The Canadian Death Race was my first big ultra race 4 years ago so I was curious to see how it would feel going back and doing it again with more experience under my belt.
The town of Grande Cache plays host to hundreds of racers who overtake the town for the August long weekend each year. A lot of the houses fly Death Race flags and locals are always friendly. And of course we can't forget about the huge army of local volunteers that allow us to go out into their local mountains and race all day and night; it's lovely to see a small town get behind such a great event.
Race Director, Dale Tucker (also known as Dr Death), does a great job at the pre-race briefing the night before reminding everyone how important it is to pace ourselves. The race is 125 km long and has 3 significient mountain passes so pacing is key regardless of if you're running solo or running as part of a team.
It was hot on race day but there was still tons of thick, gooey mud on some of the trails and massive mud puddles to wade through which actually felt quite good on the feet! My main goal was to pace myself well and finish strong without doing too much damage on my body as I was using the Death Race as a training race for my big goal race coming up 4 weeks later so time wasn't a big issue, but pacing was.
The biggest challenge during the day was hydration as it was so hot out there I was going through a ton of fluid. Thank goodness for the clean water running through some of the creeks as it enabled me to supplement inbetween a couple of the aid stations. However, I still ended up with some stomach issues as I was trying to hoof my way up Mt Hamel. I ended up having to be content with a slow death march wondering if this would be the race that I throw up in (something I've managed to avoid up until now in my races).
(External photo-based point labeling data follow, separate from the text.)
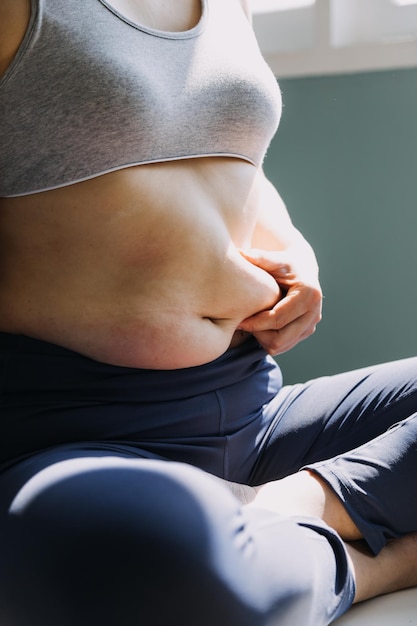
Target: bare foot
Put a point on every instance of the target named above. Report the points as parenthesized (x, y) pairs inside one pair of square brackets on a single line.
[(394, 568), (305, 493)]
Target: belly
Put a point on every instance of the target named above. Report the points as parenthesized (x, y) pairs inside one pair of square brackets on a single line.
[(138, 268)]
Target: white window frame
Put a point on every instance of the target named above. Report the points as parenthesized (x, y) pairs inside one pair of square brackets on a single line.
[(302, 40)]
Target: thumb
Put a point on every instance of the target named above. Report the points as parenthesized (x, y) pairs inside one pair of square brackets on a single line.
[(273, 262)]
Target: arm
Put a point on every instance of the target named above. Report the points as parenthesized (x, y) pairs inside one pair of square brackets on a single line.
[(14, 18), (281, 250)]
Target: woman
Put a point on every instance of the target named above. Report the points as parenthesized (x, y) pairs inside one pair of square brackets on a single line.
[(147, 268)]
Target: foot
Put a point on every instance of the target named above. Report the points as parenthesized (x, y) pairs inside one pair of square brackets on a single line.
[(394, 568)]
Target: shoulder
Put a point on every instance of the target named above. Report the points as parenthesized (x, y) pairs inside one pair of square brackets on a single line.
[(14, 20)]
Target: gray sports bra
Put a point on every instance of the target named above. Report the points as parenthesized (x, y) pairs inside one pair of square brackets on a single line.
[(91, 92)]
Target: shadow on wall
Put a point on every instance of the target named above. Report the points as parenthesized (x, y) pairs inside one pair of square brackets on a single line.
[(345, 162)]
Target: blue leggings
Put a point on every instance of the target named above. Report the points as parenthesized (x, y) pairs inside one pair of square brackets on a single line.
[(106, 516)]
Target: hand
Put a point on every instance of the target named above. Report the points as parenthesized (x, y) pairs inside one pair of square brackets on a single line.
[(295, 316)]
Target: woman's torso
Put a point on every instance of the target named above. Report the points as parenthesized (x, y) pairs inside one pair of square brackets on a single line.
[(139, 266)]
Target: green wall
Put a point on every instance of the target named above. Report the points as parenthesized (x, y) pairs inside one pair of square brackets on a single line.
[(345, 162)]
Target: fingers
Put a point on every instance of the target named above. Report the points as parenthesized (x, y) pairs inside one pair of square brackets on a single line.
[(275, 263), (276, 342), (292, 320)]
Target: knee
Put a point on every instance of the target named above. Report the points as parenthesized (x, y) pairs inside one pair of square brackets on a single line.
[(114, 543)]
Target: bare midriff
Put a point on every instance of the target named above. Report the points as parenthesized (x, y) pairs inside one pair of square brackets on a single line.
[(139, 267)]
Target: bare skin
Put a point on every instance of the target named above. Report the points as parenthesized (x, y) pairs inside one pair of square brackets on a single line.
[(130, 266)]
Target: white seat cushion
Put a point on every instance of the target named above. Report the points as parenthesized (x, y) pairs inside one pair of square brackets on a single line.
[(395, 609)]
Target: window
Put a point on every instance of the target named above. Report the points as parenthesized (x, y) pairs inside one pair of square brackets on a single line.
[(304, 37)]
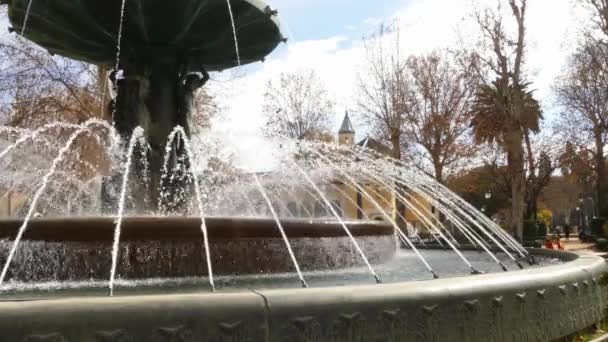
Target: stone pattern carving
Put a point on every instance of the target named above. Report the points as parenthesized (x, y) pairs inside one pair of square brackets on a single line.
[(545, 311)]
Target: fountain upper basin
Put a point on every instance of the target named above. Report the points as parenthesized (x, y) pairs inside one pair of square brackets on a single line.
[(79, 249)]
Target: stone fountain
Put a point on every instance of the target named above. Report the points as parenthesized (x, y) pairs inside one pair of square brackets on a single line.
[(361, 286)]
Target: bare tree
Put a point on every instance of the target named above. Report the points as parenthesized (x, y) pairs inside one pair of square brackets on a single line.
[(507, 97), (582, 90), (437, 128), (384, 98), (297, 105)]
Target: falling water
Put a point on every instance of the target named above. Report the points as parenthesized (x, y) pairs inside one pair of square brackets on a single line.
[(281, 229), (27, 15), (386, 216), (118, 50), (179, 132), (136, 137), (333, 211), (66, 148), (33, 135), (236, 42)]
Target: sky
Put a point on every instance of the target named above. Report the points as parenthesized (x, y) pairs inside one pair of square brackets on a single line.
[(326, 35)]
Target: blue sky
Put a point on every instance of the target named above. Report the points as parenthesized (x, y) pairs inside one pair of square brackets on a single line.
[(328, 39), (318, 19)]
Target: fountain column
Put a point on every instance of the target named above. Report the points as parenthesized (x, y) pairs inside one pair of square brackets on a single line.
[(157, 94)]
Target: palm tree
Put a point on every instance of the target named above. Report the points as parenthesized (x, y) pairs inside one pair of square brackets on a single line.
[(506, 114)]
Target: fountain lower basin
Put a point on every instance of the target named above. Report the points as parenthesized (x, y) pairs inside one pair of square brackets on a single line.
[(564, 294), (539, 304), (78, 249)]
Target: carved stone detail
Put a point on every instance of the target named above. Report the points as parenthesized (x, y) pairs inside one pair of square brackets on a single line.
[(51, 337), (233, 332), (308, 328), (428, 326), (349, 327), (112, 336), (174, 334)]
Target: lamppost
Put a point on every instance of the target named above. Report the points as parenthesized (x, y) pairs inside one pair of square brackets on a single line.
[(487, 196), (593, 207), (579, 219)]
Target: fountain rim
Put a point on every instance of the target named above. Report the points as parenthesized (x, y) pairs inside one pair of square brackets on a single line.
[(175, 228), (272, 315)]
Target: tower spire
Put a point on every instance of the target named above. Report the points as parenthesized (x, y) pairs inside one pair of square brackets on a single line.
[(346, 134), (347, 126)]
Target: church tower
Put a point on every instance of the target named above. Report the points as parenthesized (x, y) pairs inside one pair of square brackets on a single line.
[(346, 134)]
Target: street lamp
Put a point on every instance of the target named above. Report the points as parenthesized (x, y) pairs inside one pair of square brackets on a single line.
[(593, 207)]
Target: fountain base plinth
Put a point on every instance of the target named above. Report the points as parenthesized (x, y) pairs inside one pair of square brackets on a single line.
[(80, 249)]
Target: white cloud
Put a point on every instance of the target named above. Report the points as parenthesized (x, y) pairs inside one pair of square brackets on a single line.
[(426, 25)]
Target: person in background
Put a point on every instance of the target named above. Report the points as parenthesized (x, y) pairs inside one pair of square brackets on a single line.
[(567, 232), (548, 243), (557, 243)]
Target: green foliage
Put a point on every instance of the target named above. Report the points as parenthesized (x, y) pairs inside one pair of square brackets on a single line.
[(534, 230), (495, 115), (602, 244)]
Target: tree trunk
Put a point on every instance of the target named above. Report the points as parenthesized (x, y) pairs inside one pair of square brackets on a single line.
[(153, 96), (396, 142), (600, 169), (515, 154)]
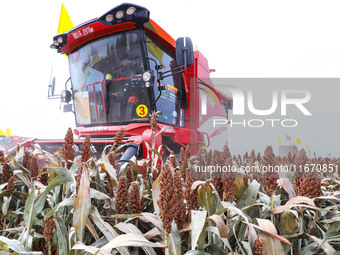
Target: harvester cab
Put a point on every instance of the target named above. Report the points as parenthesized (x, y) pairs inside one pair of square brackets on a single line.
[(123, 66)]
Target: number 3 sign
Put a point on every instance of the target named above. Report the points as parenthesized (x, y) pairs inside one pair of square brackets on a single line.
[(142, 110)]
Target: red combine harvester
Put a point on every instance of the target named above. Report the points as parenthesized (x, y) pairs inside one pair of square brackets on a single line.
[(124, 66)]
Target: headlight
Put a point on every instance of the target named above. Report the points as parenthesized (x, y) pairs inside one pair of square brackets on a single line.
[(109, 18), (66, 96), (60, 39), (63, 93), (119, 14), (147, 76), (130, 10)]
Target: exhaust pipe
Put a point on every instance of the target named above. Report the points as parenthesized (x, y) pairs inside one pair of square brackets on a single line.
[(132, 150)]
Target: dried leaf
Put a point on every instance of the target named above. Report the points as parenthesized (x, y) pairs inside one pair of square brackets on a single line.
[(83, 204), (130, 240), (198, 219), (222, 228), (295, 201)]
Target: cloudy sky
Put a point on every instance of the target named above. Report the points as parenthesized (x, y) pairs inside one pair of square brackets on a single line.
[(263, 38)]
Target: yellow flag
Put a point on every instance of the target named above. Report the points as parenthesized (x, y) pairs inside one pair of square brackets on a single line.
[(298, 141), (8, 133), (65, 22)]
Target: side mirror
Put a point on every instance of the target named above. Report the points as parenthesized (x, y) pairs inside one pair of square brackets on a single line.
[(184, 52), (66, 96), (51, 89)]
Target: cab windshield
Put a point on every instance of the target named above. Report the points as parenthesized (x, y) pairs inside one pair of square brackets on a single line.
[(106, 78)]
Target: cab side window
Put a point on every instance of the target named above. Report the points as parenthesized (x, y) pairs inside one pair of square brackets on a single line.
[(168, 101)]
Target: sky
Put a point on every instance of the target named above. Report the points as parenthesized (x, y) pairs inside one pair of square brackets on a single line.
[(245, 38)]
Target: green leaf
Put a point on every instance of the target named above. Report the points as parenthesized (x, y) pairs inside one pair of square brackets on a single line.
[(271, 240), (130, 228), (98, 195), (29, 216), (63, 245), (106, 229), (250, 195), (214, 249), (12, 244), (64, 176), (195, 252), (325, 246), (198, 219), (90, 249), (109, 168), (289, 224), (3, 246), (71, 201), (156, 190), (217, 232), (240, 187), (175, 241), (83, 204)]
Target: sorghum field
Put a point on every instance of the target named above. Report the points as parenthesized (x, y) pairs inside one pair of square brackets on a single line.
[(81, 205)]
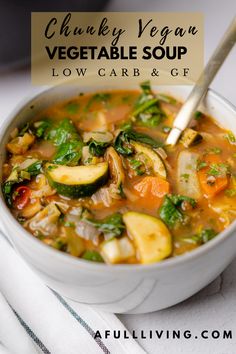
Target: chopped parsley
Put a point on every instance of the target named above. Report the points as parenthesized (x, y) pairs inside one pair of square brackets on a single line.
[(230, 192), (231, 137)]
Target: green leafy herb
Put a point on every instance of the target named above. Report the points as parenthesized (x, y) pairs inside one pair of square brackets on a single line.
[(42, 127), (214, 150), (230, 192), (35, 168), (63, 132), (126, 125), (93, 256), (185, 177), (171, 216), (97, 148), (147, 109), (25, 129), (60, 244), (72, 107), (51, 167), (69, 153), (218, 169), (137, 166), (112, 225), (231, 137), (7, 190), (166, 129), (177, 200), (170, 213), (123, 142)]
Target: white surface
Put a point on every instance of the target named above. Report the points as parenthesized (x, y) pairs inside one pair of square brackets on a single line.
[(215, 306), (62, 326)]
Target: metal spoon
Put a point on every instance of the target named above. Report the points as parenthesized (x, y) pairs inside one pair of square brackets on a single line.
[(199, 90)]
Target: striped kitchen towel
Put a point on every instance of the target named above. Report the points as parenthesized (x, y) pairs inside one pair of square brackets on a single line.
[(36, 319)]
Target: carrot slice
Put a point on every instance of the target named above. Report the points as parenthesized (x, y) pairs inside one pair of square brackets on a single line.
[(220, 183), (152, 190)]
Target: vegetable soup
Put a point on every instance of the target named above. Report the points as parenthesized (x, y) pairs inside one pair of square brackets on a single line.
[(92, 177)]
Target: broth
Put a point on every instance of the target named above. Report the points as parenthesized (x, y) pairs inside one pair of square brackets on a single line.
[(92, 177)]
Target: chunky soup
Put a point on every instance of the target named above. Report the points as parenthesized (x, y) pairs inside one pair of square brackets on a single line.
[(92, 177)]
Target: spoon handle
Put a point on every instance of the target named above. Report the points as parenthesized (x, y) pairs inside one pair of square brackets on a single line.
[(200, 88)]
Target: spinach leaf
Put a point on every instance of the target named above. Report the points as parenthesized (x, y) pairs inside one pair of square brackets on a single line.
[(42, 127), (123, 142), (65, 136), (25, 129), (111, 226), (63, 132), (35, 168), (72, 107), (69, 153), (7, 190), (147, 109), (177, 200), (170, 213), (97, 148)]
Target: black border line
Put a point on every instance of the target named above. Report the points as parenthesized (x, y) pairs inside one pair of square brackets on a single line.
[(81, 322), (31, 333)]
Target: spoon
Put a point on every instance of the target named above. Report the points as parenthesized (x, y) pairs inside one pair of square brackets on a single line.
[(200, 88)]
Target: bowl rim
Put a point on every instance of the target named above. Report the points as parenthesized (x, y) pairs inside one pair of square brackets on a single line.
[(93, 266)]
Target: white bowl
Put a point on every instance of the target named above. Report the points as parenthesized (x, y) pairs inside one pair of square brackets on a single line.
[(121, 288)]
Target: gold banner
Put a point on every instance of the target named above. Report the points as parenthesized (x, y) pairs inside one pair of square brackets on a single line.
[(123, 47)]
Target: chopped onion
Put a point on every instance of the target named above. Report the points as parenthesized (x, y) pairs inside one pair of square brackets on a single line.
[(87, 231)]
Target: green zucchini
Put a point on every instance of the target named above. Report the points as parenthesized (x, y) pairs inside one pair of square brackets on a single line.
[(151, 236), (158, 164), (77, 181)]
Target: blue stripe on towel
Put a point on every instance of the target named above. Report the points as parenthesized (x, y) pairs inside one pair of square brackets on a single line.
[(31, 333), (82, 322)]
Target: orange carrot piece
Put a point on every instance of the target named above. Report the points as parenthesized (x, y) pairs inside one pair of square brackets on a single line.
[(211, 190), (152, 190)]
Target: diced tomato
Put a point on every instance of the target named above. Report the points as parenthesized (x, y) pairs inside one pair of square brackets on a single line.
[(21, 197), (152, 190)]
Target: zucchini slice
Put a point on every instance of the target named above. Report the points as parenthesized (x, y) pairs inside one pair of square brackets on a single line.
[(151, 236), (158, 164), (77, 181)]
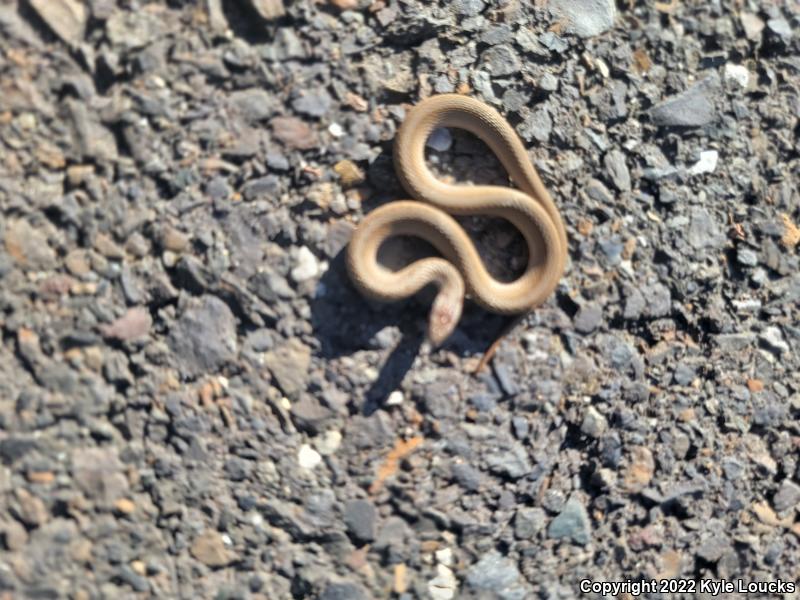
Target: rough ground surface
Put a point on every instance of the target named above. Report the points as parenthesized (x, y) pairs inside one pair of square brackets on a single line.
[(195, 403)]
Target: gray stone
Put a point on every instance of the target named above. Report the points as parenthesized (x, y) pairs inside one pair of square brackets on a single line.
[(513, 462), (253, 104), (537, 125), (588, 317), (572, 523), (98, 472), (204, 337), (594, 424), (692, 108), (314, 104), (289, 365), (360, 517), (713, 548), (497, 574), (501, 60), (618, 170), (528, 522), (787, 496), (343, 591), (703, 229), (585, 18)]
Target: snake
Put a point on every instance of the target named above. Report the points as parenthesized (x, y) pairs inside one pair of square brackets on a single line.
[(459, 271)]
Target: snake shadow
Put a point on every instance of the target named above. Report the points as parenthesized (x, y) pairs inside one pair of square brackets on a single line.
[(344, 322)]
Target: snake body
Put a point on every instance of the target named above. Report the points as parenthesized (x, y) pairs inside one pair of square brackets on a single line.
[(460, 270)]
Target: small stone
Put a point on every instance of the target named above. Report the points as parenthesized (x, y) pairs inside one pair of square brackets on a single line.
[(572, 523), (307, 457), (713, 548), (537, 125), (314, 104), (641, 467), (210, 550), (692, 108), (738, 74), (328, 443), (440, 139), (706, 164), (501, 60), (253, 104), (30, 509), (125, 506), (293, 133), (773, 338), (268, 9), (444, 586), (585, 18), (289, 364), (204, 337), (98, 472), (753, 26), (360, 517), (594, 424), (107, 247), (528, 522), (28, 246), (588, 317), (746, 257), (174, 240), (343, 591), (67, 18), (132, 325), (617, 170), (787, 496), (349, 173), (306, 265), (498, 574)]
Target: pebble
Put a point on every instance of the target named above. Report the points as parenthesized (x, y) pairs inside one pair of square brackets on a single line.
[(204, 337), (787, 496), (617, 170), (738, 74), (585, 18), (572, 523), (289, 364), (444, 586), (589, 317), (706, 164), (306, 265), (28, 246), (132, 325), (499, 575), (360, 517), (692, 108), (210, 550), (307, 457)]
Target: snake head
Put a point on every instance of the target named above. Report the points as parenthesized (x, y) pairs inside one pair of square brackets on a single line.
[(445, 313)]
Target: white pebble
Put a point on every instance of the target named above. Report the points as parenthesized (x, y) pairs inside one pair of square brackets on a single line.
[(737, 73), (306, 265), (395, 398), (445, 557), (444, 585), (335, 130), (328, 443), (706, 164), (308, 457)]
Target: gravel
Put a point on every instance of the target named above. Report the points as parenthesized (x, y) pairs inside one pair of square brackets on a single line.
[(197, 403)]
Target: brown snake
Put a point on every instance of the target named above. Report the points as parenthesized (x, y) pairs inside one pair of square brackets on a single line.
[(460, 270)]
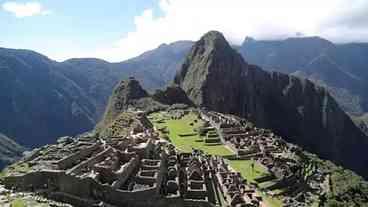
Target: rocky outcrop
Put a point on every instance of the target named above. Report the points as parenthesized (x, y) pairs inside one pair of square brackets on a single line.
[(216, 77), (10, 151)]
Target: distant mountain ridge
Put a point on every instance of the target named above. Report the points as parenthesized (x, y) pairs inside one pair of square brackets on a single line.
[(341, 68), (90, 81), (42, 99), (216, 77)]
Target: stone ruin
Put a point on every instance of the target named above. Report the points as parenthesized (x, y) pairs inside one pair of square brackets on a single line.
[(142, 169), (286, 163)]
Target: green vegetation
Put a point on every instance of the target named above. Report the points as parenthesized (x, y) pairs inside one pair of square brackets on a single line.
[(18, 203), (247, 171), (187, 126), (190, 125), (17, 167)]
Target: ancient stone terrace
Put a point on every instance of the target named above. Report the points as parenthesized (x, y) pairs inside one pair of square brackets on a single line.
[(285, 162), (236, 191)]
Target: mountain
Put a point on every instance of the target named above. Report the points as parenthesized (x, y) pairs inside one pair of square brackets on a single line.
[(42, 99), (216, 77), (37, 102), (341, 68), (154, 69), (9, 151), (128, 98)]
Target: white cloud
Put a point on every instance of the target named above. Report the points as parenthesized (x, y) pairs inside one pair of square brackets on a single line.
[(262, 19), (26, 9)]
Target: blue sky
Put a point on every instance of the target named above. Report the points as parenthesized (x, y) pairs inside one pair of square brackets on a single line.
[(116, 30), (71, 26)]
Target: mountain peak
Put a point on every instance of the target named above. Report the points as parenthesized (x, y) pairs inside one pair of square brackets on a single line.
[(124, 95)]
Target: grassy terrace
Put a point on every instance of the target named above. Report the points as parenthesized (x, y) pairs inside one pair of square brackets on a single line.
[(183, 127), (186, 126)]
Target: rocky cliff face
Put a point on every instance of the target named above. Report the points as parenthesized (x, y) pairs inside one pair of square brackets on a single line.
[(37, 102), (215, 76), (341, 68), (9, 151)]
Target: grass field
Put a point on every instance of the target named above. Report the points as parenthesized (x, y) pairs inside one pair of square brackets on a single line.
[(246, 170), (182, 126), (186, 143)]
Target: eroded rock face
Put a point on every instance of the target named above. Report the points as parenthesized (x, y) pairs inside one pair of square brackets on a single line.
[(216, 77)]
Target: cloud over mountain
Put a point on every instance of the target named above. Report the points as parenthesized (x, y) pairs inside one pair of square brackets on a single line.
[(337, 20), (26, 9)]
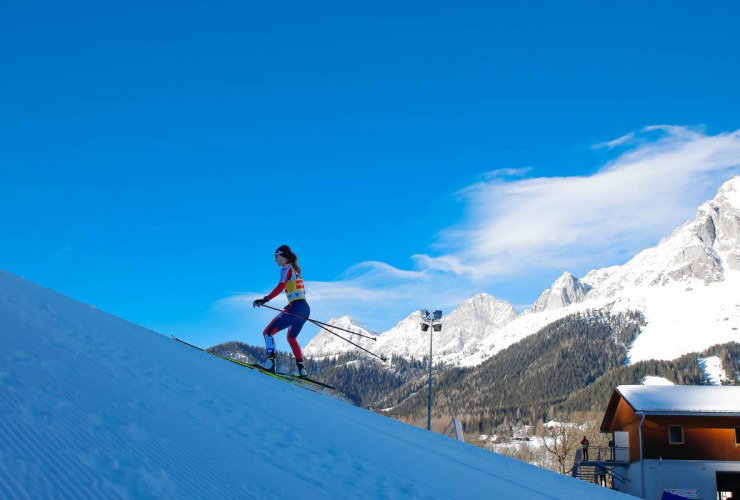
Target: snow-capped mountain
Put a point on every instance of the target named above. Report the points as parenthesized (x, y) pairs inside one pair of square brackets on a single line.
[(96, 407), (687, 287)]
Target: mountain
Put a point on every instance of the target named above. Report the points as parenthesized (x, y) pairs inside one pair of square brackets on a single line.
[(96, 407), (685, 288)]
The best thing about being in a ultra race is that the people around you know what you're going through and give out lots of positive support to help get you through the suffer-fest. My stomach finally settled as night fell and after I'd gotten into dry, clean clothes and shoes at the drop bag station, I found my second wind and ended up galloping off on the final 20-something kilometers. I started feeling really strong and ended up passing loads of people which is always an energy booster.